Perkara Kepailitan Marak di Masa Pandemi, Kreditur Diimbau Lebih Waspada
BANDUNG, iNews.id - Perkara kepailitan marak terjadi selama masa pandemi Covid-19 akibat melemahnya ekonomi setahun terakhir. Kondisi ini perlu diwaspadai oleh masyarakat sebagai kreditur.
Dikutip dari Hukum Online Selasa 8 September 2020, pemohon Penundaan Kewajiban Pembayaran Utang (PKPU) dan Kepailitan, terutama di Pengadilan Niaga pada Pengadilan Negeri Jakarta Pusat (PN Pusat) melonjak drastis.
Sejak Januari 2020, permohonan PKPU dan pailit melonjak, mencapai angka 318 perkara, dengan mayoritas 278 perkara PKPU dan sisanya pailit. Pada tahun sama, jumlah permohonan PKPU di seluruh Indonesia mencapai 400.
Dibanding tahun lalu di PN Pusat, perkara PKPU dan Kepailitan per September 2019, berada di angka 257 atau selisih 131 perkara dari tahun 2020.
Praktisi hukum dari Law Office MBH & Partner M Basuki Herlambang, Maraknya perkara kepailitan memantik para oknum yang diduga sengaja memanfaatkan situasi sulit ini guna meraup keuntungan pribadi. Karena itu, kondisi ini harus disikapi waspada oleh masyarakat luas.
"Harus hati-hati. Kalau tidak ditelaah cermat oleh kreditur dan debitur bisa jadi pihak yang merugi," kata praktisi hukum dari Law Office MBH & Partner M Basuki Herlambang di Bandung, Selasa (2/3/2021).
Dia mengemukakan, Herlambang masalah muncul lantaran para oknum diduga berlindung dibalik Undang-Undang Nomor 37 tahun 2004 tentang Kepailitan dan Penundaan Kewajiban Pembayaran Utang (PKPU) yang mengatur mekanisme penyelesaian kewajiban antara kreditur dan debitur.
"Contoh banyak kreditur bukan preferen, tidak mendapat nformasi secara gamblang dari oknum tertentu. Tapi mereka didorong untuk memohon kepailitan, misal kepada perusahaan properti yang saat ini sedang rawan dipailitkan," ujarnya.
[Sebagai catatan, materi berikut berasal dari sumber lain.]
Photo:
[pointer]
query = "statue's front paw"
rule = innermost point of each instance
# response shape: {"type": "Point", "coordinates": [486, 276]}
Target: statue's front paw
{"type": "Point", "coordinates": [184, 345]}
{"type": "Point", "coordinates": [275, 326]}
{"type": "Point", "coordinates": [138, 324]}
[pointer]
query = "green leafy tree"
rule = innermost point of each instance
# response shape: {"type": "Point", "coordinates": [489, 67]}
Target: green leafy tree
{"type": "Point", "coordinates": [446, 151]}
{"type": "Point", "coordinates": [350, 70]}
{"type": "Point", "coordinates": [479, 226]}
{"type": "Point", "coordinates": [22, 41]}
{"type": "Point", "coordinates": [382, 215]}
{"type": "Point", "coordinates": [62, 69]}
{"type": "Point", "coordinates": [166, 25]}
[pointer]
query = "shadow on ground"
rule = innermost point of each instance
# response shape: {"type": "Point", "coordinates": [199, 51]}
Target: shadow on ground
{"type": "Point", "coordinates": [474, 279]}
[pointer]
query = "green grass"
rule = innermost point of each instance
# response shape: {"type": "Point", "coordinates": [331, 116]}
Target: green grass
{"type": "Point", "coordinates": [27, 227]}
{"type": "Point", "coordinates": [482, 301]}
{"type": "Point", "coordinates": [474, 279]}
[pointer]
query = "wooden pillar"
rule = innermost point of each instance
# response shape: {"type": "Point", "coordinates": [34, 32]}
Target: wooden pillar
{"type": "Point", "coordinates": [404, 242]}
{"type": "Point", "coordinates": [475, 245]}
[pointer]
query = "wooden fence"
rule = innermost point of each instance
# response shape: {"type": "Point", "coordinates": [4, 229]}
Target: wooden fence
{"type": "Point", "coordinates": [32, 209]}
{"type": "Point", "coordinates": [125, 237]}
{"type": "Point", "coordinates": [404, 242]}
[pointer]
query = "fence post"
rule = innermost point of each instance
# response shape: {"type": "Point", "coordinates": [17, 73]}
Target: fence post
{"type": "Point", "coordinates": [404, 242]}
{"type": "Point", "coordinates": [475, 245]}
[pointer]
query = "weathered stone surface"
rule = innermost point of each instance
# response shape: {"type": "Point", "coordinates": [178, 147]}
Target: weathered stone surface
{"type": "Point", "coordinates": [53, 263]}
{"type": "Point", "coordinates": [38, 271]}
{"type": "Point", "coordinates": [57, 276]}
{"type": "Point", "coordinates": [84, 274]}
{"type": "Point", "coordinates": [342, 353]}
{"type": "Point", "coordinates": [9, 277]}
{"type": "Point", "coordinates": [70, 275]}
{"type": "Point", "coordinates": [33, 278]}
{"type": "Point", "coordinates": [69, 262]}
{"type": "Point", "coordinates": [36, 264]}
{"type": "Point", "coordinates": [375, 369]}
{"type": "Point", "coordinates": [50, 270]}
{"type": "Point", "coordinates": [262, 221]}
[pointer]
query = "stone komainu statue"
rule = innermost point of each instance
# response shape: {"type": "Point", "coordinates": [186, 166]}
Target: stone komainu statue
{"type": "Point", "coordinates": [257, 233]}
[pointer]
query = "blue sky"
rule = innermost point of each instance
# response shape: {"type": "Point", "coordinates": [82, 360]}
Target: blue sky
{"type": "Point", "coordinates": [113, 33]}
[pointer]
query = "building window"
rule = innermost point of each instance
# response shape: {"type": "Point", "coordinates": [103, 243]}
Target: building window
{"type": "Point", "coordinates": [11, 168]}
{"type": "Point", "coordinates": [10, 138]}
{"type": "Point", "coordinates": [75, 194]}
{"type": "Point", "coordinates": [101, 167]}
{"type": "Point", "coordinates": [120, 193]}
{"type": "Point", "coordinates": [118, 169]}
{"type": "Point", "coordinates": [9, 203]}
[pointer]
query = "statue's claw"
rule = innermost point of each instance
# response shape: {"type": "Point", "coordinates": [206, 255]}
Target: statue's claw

Informasi yang tidak benar, tutur Herlambang, akibatnya berpotensi merugikan kreditur karena tidak mengetahui perusahaan yang dipailitkan terkait utang piutang, pajak, atau soal kepemilikan aset perusahaan.
Potret tersebut membuat potensi kembalinya uang kreditur kecil. Alih-alih uang kembali, hal tersebut malah bisa merugikan kreditur.
"Ini jelas sangat merugikan kreditur yang bukan kreditur preferen karena pengembalian pada posisi tahap terakhir itupun tidak serta merta uangnya kembali karena berdasarkan pengaturan kurator. Belum lagi kalau aset yang dipailitkan nilainya lebih kecil dari nilai yang harus dibayarkan kepada pihak kreditur. Kalau sudah begitu, kreditur yang tidak puas memiliki beban karena harus menempuh upaya hukum lagi," tutur Herlambang.
Modus lain yang digunakan, kata Herlambang, ada pihak-pihak yang diduga ikut bermain untuk mendapatkan aset murah dari perusahaan yang dipailitkan tersebut.
"Ada para distressed investors yang biasanya membidik perusahaan yang mengalami masalah keuangan. Sasarannya biar dapat aset dengan harga murah," ucapnya.
Untuk menghidari kerugian, Herlambang menyarankan para kreditur yang terkait dengan proses kepailitan untuk teliti dan aktif mencari informasi.
"Intinya kreditur harus jeli. Biar didampingi pengacara sekalipun tidak ada salahnya kreditur mengupdate berbagai informasi soal kepailitan," ujar Herlambang.